The diagnosis of chronic thromboembolic pulmonary hypertension (CTEPH) is a major challenge as it is a curable cause of pulmonary hypertension (PH). Ventilation/Perfusion (V/Q) lung scintigraphy is the imaging modality of choice for the screening of CTEPH. However, there is no consensus on the criteria to use for interpretation. The aim of this study was to assess the accuracy of various interpretation criteria of planar V/Q scintigraphy for the screening of CTEPH in patients with PH.
The eligible study population consisted of consecutive patients with newly diagnosed PH in the Brest University Hospital, France. Final diagnosis (CTEPH or non-CTEPH) was established in a referential center on the management of PH, based on the ESC/ERS guidelines and a minimum follow-up of 3 years. A retrospective central review of planar V/Q scintigraphy was performed by three nuclear physicians blinded to clinical findings and to final diagnosis. The number, extent (sub-segmental or segmental) and type (matched or mismatched) of perfusion defects were reported. Sensitivity and specificity were evaluated for various criteria based on the number of mismatched perfusion defects and the number of perfusion defects (regardless of ventilation). Receiver operating characteristic (ROC) curves were generated and areas under the curve (AUC) were calculated for both.

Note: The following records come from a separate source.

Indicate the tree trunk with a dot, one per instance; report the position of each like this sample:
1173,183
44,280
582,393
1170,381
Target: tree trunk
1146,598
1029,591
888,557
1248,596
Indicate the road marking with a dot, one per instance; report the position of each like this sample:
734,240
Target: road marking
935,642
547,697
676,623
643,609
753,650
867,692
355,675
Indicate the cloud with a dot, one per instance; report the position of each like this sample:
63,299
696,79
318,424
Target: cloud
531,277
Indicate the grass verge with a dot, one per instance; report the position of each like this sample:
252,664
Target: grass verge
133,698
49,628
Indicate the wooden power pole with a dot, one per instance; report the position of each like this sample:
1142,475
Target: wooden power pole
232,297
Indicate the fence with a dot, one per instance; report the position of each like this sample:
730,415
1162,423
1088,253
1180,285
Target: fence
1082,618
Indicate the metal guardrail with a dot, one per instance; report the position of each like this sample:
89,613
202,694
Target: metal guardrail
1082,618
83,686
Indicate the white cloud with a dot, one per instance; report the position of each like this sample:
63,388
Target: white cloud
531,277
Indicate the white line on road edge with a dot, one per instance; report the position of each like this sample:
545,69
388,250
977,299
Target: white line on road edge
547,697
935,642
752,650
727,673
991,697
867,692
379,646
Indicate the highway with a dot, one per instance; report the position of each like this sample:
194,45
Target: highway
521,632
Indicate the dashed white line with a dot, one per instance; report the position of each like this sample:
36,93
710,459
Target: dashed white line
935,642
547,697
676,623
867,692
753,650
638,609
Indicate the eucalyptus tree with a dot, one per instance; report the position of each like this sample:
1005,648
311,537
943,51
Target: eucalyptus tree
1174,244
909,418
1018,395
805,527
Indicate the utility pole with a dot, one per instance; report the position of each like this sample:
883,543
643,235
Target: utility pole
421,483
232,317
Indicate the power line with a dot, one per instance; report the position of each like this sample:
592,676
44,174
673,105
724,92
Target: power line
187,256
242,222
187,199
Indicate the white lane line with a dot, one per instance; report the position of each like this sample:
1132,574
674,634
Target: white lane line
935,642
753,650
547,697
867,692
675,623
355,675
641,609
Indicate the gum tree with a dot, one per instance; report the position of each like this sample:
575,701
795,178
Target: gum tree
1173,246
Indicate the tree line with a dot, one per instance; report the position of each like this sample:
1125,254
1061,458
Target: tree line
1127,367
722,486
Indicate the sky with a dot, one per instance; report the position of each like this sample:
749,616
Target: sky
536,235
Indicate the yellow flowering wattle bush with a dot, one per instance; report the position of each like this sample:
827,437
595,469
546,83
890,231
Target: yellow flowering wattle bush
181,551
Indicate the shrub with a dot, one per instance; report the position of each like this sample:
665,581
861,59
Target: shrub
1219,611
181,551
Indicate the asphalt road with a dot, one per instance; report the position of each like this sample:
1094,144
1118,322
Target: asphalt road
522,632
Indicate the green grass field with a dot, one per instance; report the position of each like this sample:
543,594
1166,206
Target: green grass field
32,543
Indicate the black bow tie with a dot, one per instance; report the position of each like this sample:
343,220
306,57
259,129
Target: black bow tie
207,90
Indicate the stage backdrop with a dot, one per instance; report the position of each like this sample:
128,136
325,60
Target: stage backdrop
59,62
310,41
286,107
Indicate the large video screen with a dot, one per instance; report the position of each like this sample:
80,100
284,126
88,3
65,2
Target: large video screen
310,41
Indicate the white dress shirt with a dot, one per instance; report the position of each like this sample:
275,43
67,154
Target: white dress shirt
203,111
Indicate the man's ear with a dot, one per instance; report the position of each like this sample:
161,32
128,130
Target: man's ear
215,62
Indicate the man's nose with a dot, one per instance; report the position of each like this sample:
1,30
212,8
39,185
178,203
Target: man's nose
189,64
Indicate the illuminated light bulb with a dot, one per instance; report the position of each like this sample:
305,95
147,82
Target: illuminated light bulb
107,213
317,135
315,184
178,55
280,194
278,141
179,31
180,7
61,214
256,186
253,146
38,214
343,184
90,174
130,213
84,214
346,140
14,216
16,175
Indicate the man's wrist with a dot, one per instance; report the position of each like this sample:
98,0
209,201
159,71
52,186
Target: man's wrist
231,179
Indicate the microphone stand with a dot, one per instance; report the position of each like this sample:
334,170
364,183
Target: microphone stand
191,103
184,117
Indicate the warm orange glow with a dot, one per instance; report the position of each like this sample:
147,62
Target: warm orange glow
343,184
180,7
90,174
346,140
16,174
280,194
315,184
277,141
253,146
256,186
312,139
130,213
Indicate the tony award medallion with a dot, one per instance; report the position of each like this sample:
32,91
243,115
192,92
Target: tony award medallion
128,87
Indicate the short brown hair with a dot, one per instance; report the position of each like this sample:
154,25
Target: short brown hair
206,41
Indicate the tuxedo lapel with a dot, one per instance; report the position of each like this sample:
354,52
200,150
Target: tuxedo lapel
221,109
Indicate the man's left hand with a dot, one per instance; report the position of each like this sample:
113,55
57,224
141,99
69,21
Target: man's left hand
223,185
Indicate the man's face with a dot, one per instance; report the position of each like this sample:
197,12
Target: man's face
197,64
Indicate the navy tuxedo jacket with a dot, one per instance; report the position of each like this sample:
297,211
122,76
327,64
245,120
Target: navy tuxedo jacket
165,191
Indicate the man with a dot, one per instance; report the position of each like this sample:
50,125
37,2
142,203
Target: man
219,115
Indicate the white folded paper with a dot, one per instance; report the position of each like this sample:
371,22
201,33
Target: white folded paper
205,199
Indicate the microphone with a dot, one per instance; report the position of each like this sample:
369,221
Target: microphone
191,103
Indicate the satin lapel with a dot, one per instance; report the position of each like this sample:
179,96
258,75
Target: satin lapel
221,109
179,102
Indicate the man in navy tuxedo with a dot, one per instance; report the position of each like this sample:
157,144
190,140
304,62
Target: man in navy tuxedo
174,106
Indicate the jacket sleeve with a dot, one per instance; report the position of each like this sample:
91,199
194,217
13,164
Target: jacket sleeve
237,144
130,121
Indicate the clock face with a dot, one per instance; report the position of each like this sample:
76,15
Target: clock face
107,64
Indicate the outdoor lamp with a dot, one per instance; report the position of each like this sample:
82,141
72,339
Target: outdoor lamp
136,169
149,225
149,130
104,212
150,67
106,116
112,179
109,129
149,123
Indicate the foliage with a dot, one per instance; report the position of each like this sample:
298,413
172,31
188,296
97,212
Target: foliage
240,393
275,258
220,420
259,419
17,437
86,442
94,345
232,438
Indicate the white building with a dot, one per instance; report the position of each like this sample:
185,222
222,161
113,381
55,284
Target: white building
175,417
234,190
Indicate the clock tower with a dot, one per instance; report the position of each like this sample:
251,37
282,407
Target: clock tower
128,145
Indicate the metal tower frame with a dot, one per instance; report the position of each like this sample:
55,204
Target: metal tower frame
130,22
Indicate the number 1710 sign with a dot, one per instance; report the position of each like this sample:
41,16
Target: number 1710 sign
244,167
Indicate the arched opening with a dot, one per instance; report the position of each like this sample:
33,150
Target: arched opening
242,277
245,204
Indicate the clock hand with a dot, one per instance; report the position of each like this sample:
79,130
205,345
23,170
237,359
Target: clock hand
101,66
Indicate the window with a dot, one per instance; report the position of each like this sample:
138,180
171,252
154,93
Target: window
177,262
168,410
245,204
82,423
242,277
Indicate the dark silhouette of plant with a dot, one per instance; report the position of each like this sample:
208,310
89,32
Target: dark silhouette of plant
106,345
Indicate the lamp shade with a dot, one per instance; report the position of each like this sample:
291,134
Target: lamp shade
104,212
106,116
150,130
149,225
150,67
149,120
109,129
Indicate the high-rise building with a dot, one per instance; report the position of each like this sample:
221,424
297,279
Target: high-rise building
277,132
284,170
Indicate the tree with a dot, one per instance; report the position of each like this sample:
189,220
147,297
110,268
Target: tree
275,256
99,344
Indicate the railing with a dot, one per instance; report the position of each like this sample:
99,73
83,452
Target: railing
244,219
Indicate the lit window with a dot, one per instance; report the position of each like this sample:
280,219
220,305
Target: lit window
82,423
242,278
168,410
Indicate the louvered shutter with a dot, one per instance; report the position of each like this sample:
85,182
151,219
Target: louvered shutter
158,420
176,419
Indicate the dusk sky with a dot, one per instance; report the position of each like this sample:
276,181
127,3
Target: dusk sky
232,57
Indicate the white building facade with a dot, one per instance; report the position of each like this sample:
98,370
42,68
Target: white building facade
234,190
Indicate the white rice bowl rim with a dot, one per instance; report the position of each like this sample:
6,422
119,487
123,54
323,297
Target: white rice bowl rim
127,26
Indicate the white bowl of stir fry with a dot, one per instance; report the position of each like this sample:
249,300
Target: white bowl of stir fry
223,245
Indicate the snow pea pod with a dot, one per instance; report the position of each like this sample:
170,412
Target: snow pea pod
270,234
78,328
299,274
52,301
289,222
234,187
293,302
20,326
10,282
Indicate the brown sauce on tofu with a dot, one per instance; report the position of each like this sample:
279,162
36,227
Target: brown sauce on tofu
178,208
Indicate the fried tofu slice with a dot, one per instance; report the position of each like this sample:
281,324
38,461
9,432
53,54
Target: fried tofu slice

A total of 226 patients with newly diagnosed PH were analyzed. Fifty six (24.8%) were diagnosed with CTEPH while 170 patients (75.2%) were diagnosed with non-CTEPH. The optimal threshold was 2.5 segmental mismatched perfusion defects, providing a sensitivity of 100 % (95% CI 93.6–100%) and a specificity of 94.7% (95%CI 90.3–97.2%). Lower diagnostic cut-offs of mismatched perfusion defects provided similar sensitivity but lower specificity. Ninety five percent of patients with CTEPH had more than 4 segmental mismatched defects. An interpretation only based on perfusion provided similar sensitivity but a specificity of 81.8% (95%CI 75.3–86.9%).
Our study confirmed the high diagnostic performance of planar V/Q scintigraphy for the screening of CTEPH in patients with PH. The optimal diagnostic cut-off for interpretation was 2.5 segmental mismatched perfusion defects. An interpretation only based on perfusion defects provided similar sensitivity but lower specificity.